Jackson & His Computer Band - 'Smash' (Warp)
4/5
By: Thomas Hannan
Wake up and smell the digitally enhanced coffee, all you analogue loyalists - electronics have been central to the making of music for aeons. Somewhere along the line, you have to plug something in to something else, and turn it on. So why continue the prejudice? It's small minded, basically. We think more of you than that. Here's a little something that might interest you.
It's not only the Amish who will have problems with someone openly admitting that their band, well, doesn't actually exist. Gorillaz get away with it through the medium of those cute little cartoon types, but explicitly stating that your band only exists amidst the circuitry of some piece of technology will make many more of us be inclined to believe that this is just some bloke messing around in a bedroom. It probably is just that, but that's perhaps what makes it sound so playful and carefree. Bedrooms have been the start of great things, including most people you and I know. Don't dwell on that.

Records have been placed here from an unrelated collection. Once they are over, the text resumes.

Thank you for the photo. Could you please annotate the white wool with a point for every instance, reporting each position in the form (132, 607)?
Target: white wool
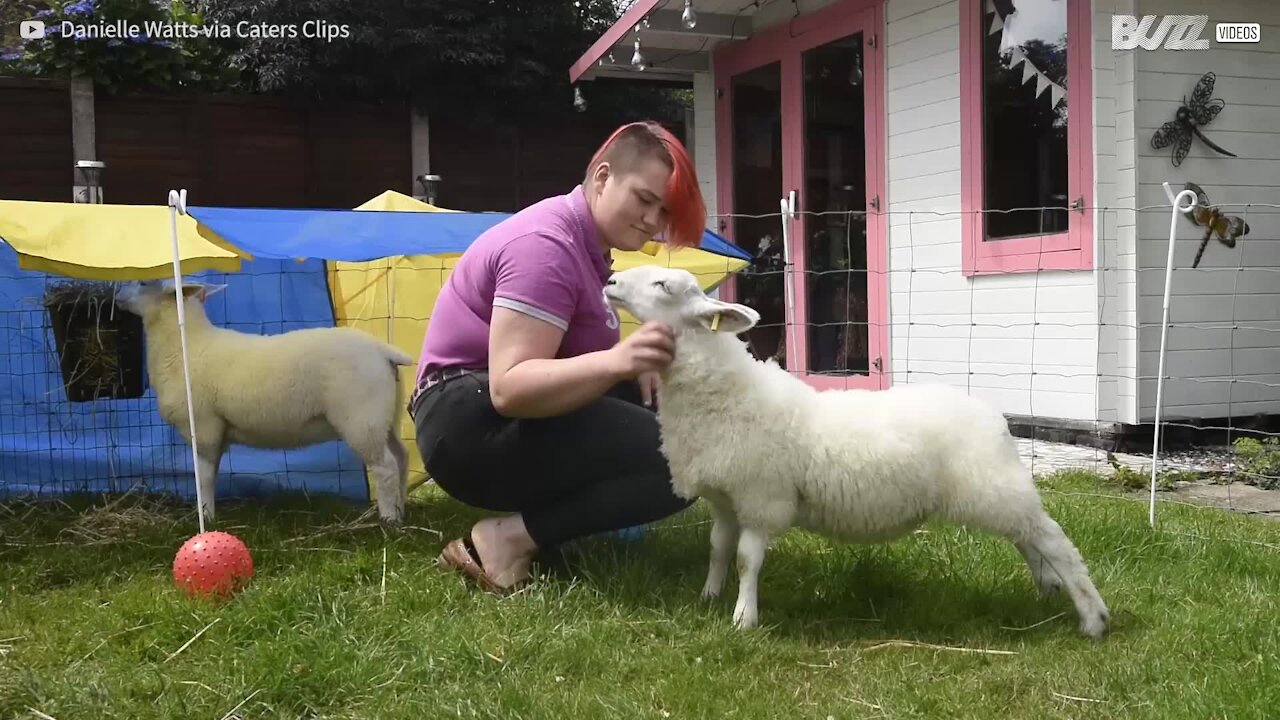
(771, 452)
(280, 391)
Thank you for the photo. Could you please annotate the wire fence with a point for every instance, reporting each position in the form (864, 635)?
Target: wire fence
(1064, 352)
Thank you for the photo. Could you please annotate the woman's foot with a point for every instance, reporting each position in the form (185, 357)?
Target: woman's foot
(504, 548)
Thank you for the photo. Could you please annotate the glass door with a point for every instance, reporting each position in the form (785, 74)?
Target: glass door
(752, 173)
(799, 169)
(841, 286)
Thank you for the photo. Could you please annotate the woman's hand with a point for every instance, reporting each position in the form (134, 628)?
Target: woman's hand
(648, 350)
(649, 384)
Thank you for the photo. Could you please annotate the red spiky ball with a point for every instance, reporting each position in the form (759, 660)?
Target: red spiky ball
(213, 564)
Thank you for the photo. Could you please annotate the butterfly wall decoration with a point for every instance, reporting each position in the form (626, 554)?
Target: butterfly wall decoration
(1229, 228)
(1189, 119)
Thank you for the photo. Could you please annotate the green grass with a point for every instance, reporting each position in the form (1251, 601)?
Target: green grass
(91, 624)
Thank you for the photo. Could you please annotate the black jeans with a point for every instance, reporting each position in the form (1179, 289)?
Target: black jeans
(588, 472)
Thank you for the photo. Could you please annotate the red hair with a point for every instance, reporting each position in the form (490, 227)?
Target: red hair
(686, 212)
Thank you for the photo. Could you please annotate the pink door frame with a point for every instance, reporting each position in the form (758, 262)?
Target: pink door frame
(785, 45)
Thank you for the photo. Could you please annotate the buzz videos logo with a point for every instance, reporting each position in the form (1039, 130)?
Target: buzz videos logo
(31, 30)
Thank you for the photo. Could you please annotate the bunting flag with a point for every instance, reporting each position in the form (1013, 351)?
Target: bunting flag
(1016, 57)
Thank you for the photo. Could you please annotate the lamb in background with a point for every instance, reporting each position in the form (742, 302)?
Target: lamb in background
(282, 391)
(769, 452)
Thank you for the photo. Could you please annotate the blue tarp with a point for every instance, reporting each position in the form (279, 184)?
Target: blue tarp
(50, 446)
(365, 235)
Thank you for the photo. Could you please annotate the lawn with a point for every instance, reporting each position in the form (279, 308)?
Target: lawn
(348, 620)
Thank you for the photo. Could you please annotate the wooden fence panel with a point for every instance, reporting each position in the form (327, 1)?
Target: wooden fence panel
(35, 141)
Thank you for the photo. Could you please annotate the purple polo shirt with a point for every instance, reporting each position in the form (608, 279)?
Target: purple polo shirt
(544, 261)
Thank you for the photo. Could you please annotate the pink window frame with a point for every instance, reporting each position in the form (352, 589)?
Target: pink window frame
(1072, 250)
(786, 44)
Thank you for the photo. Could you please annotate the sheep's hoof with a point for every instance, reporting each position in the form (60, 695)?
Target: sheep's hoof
(745, 619)
(1095, 625)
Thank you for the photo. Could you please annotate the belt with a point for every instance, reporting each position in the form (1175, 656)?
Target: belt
(434, 378)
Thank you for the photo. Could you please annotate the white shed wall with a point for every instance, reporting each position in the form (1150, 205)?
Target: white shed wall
(1239, 286)
(982, 332)
(973, 332)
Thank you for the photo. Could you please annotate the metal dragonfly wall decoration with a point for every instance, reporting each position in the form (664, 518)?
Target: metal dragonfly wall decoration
(1189, 119)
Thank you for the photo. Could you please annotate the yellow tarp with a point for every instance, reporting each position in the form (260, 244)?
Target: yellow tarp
(392, 299)
(109, 242)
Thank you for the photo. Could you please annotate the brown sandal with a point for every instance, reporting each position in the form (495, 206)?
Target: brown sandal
(461, 556)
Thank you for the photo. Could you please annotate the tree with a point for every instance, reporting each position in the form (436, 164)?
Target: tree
(469, 60)
(474, 60)
(132, 57)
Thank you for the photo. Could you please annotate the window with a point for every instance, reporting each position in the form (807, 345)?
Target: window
(1027, 127)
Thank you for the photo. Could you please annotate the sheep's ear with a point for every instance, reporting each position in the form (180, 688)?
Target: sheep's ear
(201, 291)
(726, 317)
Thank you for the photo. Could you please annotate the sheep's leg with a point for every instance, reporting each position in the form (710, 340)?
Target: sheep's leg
(209, 455)
(1063, 559)
(752, 545)
(380, 451)
(1047, 579)
(397, 449)
(723, 538)
(391, 490)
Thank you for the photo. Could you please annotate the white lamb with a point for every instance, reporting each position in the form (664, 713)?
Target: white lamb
(282, 391)
(769, 452)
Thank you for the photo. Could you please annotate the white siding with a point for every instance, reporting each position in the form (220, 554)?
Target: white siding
(1025, 341)
(982, 333)
(1232, 287)
(704, 142)
(1115, 249)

On close examination, 'Smash' isn't a particularly easy record to get along with. It's intricate, lengthy and rambling. Maybe the world's not ready. Or conversely, maybe it's just what it needs. It's the kind of thing that restores your faith in human nature, the fact that genuinely good records really do seem to get the recognition they deserve even if they are a little peculiar. Not only do we cope with the bleeps of 'Kid A' or unstructured noise experiments littering 'The White Album', we applaud them even louder for their daring nature. So is it something to do with the current climate that means this probably won't thrive?
If so, a climate needs creating, one where this can at least have a chance to be respected beyond the underground. It seems to fulfil all the requirements for something to be hugely popular, just in a slightly skewed style. When it's the sole focus of your attention it has a tendency to come across as a mess, but slipping out of analytical mode and relaxing in your own idiocy towards the genre at hand, you find it's possible to enjoy this incredibly complicated music in a very simple way. Think deeply about it if you want, there's enough to keep you from twiddling your thumbs. But what's clever is that you lose none the pleasure by just letting it do its thing, and paying it little more attention than the tap of a foot.

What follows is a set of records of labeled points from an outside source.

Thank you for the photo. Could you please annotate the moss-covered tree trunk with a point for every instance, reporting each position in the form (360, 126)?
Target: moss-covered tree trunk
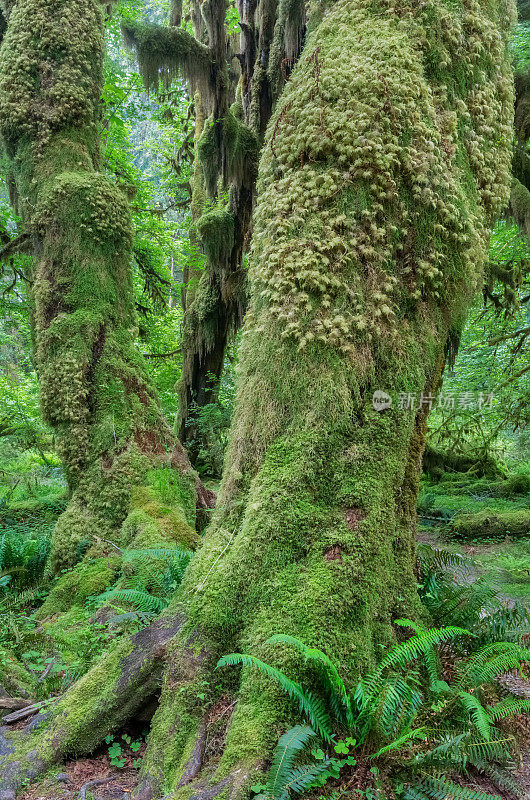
(384, 165)
(95, 392)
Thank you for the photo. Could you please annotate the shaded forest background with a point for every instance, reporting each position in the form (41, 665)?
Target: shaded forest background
(474, 503)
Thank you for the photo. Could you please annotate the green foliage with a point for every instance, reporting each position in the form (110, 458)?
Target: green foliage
(284, 777)
(389, 716)
(142, 601)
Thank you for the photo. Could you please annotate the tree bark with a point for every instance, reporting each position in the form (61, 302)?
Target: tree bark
(95, 391)
(383, 166)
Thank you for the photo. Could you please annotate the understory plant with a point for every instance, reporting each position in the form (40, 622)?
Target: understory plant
(429, 717)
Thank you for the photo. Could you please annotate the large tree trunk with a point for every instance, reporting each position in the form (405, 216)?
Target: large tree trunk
(95, 392)
(386, 161)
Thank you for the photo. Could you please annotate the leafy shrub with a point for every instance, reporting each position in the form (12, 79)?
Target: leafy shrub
(420, 725)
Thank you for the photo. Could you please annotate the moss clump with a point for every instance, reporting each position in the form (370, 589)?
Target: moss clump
(492, 524)
(216, 231)
(14, 677)
(88, 579)
(517, 483)
(168, 53)
(436, 462)
(95, 391)
(384, 164)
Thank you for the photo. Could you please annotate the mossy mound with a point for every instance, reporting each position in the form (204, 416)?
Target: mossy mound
(88, 579)
(492, 524)
(42, 509)
(15, 680)
(437, 461)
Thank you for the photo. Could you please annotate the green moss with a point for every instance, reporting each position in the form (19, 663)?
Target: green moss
(379, 177)
(14, 677)
(95, 391)
(492, 524)
(88, 579)
(216, 231)
(167, 53)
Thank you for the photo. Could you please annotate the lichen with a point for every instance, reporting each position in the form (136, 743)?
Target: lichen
(95, 391)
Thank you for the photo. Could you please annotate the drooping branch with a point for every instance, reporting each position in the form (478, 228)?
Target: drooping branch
(168, 53)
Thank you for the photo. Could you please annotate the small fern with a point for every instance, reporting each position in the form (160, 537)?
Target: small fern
(283, 776)
(310, 706)
(143, 601)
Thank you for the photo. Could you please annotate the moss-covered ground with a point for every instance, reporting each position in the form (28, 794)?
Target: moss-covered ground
(485, 519)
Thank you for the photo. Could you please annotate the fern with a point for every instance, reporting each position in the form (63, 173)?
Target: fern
(439, 788)
(401, 655)
(491, 661)
(508, 707)
(338, 696)
(143, 601)
(310, 706)
(477, 713)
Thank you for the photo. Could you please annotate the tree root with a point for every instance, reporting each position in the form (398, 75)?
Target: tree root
(103, 700)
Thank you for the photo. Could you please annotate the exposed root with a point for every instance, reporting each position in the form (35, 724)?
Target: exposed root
(194, 763)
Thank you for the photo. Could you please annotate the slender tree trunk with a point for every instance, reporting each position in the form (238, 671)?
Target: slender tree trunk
(383, 166)
(95, 392)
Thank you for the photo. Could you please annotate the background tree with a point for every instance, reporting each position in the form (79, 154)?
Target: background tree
(95, 392)
(227, 144)
(376, 194)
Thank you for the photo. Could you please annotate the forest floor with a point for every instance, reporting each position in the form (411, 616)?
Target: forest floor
(503, 559)
(446, 508)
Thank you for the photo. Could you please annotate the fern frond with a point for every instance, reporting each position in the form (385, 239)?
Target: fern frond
(502, 778)
(142, 600)
(449, 752)
(494, 750)
(338, 696)
(394, 708)
(311, 707)
(430, 658)
(440, 788)
(477, 712)
(301, 778)
(401, 655)
(489, 662)
(416, 733)
(288, 747)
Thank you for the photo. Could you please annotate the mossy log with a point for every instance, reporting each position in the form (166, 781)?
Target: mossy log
(492, 524)
(386, 162)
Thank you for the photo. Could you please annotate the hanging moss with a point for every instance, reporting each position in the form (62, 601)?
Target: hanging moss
(242, 148)
(168, 53)
(95, 392)
(216, 231)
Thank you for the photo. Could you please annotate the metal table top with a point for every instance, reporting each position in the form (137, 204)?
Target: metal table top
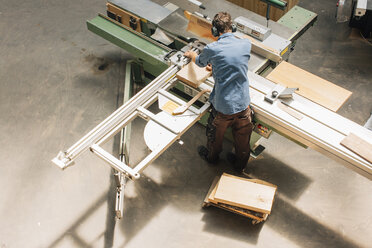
(144, 8)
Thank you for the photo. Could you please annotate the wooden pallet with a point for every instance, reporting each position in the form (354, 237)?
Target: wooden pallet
(232, 196)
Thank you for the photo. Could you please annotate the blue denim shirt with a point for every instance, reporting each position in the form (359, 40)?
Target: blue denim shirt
(229, 58)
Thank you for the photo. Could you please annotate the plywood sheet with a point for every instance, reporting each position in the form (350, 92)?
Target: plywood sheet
(359, 146)
(201, 27)
(193, 75)
(260, 7)
(246, 194)
(245, 212)
(310, 86)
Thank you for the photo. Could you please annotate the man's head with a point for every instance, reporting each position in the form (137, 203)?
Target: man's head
(221, 23)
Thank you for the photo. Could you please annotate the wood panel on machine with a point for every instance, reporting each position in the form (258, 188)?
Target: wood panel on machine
(310, 86)
(201, 27)
(124, 17)
(260, 7)
(193, 75)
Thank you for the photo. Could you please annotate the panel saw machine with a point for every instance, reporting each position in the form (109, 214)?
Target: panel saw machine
(158, 33)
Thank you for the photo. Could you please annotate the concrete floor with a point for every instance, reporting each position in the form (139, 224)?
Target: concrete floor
(52, 93)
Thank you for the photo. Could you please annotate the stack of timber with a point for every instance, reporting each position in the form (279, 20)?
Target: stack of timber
(251, 198)
(260, 7)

Generously, the quirky electronic fumbles and interwoven beat patters are interspersed with genuinely catchy moments, the opening duo of the heady 'Utopia' and almost-but-not-quite pumping of 'Rock On' are as accessible and probably as uncomplicatedly enjoyable as this gets, but they certainly lure you in. Start with the child-read monologue of 'Oh Boy' and it'd be tougher to allow yourself to let go, but since we're already in shoulder deep, you might as well dive further. When in Rome, and all that...

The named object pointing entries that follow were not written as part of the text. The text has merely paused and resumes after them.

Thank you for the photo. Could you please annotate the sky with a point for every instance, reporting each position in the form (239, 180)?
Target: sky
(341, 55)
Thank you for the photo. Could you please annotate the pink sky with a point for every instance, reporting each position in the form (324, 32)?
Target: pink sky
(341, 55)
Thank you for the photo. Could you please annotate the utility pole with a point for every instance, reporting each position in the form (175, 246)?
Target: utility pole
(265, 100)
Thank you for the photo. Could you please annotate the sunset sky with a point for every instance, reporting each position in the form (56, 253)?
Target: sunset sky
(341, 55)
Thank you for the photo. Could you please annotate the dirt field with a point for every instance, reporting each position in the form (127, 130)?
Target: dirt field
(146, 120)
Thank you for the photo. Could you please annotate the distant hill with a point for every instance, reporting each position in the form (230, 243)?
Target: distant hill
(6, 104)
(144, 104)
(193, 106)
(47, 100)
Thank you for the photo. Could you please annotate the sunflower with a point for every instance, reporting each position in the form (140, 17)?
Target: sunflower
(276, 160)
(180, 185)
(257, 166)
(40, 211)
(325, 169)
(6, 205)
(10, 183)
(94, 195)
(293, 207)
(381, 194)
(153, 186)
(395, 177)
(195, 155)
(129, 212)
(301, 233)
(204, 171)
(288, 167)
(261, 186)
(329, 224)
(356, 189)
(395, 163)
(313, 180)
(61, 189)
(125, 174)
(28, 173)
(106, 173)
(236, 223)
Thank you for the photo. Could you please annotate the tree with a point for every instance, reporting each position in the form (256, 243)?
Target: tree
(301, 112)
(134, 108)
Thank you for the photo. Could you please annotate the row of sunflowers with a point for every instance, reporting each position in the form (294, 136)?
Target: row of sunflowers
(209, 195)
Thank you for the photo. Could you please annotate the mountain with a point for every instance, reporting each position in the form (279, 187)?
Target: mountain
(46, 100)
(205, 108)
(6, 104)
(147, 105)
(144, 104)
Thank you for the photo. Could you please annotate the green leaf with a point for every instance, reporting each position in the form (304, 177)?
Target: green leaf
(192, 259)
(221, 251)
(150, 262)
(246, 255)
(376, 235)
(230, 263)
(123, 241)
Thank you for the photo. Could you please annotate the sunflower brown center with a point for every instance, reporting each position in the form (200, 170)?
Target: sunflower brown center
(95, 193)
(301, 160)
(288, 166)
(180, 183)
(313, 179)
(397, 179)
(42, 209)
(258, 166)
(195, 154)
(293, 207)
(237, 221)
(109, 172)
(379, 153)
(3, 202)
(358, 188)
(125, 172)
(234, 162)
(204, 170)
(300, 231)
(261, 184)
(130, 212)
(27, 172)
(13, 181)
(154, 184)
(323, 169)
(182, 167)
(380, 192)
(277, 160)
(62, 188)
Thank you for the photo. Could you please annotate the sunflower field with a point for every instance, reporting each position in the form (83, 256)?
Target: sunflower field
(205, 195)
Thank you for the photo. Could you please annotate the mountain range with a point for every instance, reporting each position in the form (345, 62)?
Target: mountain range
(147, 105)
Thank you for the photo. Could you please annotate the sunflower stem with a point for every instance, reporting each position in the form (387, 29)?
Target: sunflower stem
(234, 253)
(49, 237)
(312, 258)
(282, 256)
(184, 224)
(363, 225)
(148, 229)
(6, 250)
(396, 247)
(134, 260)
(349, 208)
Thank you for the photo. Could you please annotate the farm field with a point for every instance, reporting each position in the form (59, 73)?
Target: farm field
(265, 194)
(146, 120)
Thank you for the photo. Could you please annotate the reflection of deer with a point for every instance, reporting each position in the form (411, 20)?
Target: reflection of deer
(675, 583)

The trick of interspersing the nuttiness with something most customarily pleasant continues ablaze, 'TV Dogs (Cathodica's Letter)' occasionally aping Daft Punk at their most bass obsessed, 'Teen Beat Ocean' is wonderful nodding music, and 'Tropical Metal' makes you wonder how a title can be pretty nonsensical and yet somehow apply brilliantly to the sound that's being made. Vibrant. A little tinny. There's a song called 'Hard Tits' on it too, which is pretty funny, no?
Eventually, it lets go of the need to keep the listener entertained, assuming if they've come this far they're in for the long haul, and the last third of the record does become very much like one long, exploratory passage, where melody does not exist and nothing is as it seems. Computer bands seem to have their advantages. There are no creative boundaries, you're always in tune, no inter-band squabbles, no chance of ever breaking up over musical differences. Put some wanted ads up on internet message boards, see if any lonely PCs reply. If 'Smash' is anything to go by, it could be the start of something majestic.